2017 AIA Awards - Architecture
The winning design for former New York City Mayor Michael Bloomberg’s 2013 adAPT NYC competition, Carmel Place opened last year and set new standards as a prototype for micro living.
The competition tasked firms with responding to the city’s growing small-household population as part of the Bloomberg administration’s New Housing Marketplace Plan, which aimed to bring new options to the city’s housing market.
Carmel Place is the tallest Manhattan building constructed modularly, one of the borough’s first multiunit buildings to employ the method. Fifty-five studio apartments ranging in size from 260 to 360 square feet are all luminous and efficient, with ceiling heights over nine feet, Juliet balconies, and generous overhead storage featured in their compact footprint. Twenty-two of the units are dedicated to affordable housing, of which eight are Section 8 housing for formerly homeless veterans that includes integrated furniture.
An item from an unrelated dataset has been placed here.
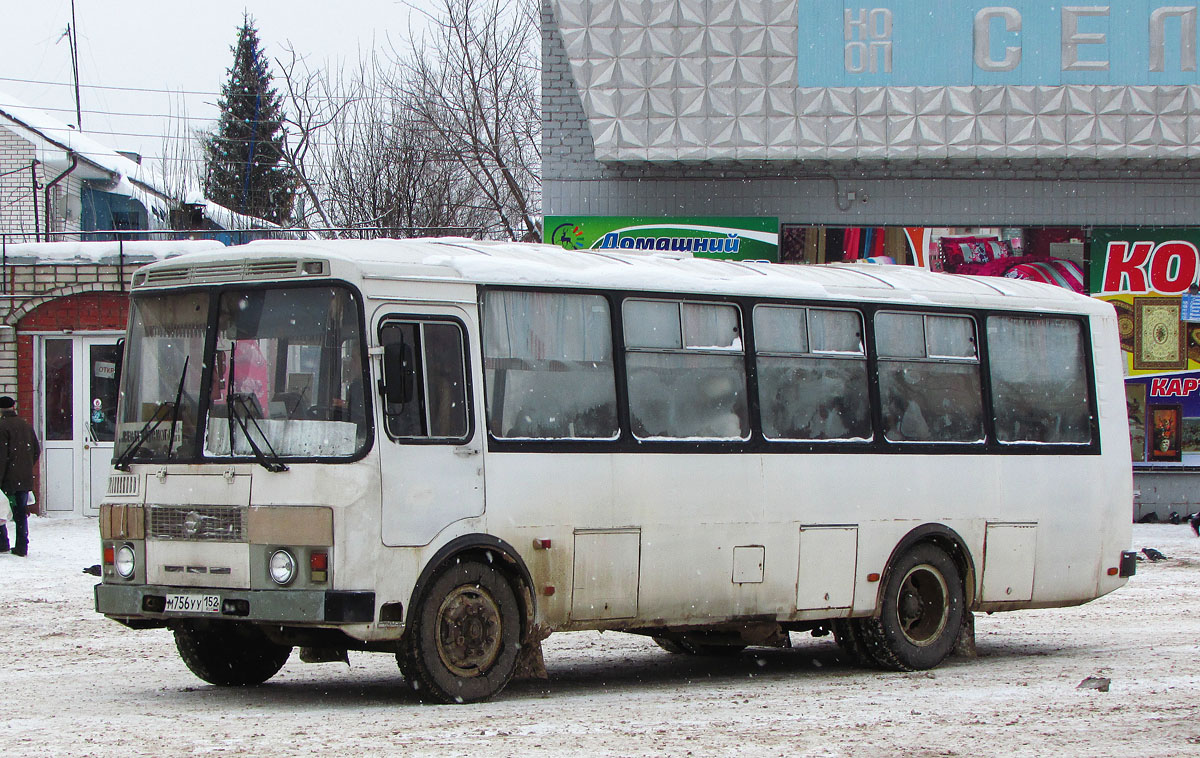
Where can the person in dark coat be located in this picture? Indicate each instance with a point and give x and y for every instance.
(19, 450)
Shared spaces, such as a gym, lounge, and public roof terrace, encourage interaction among residents on a daily basis, proving that someone who lives on their own doesn’t necessarily need to live alone.
The biggest challenge facing the design team was to shift New York’s notorious housing market in a way that could be replicated and provide positive social impact while operating under restrictive regulatory and economic constraints. With the social goals in mind, the team selected modular construction, which allowed for foundations to be constructed on site while modules were built in the Brooklyn Navy Yard. With a construction time of just four weeks, this method drastically reduced on-site noise and neighborhood disruption.
Reflecting the city’s skyline in its design, the exterior is composed of four slender stepped towers. With setbacks governing the design logic, the building’s urban form would be suitable for any city block, its range of heights and square-footage allotments creating a new framework for living small.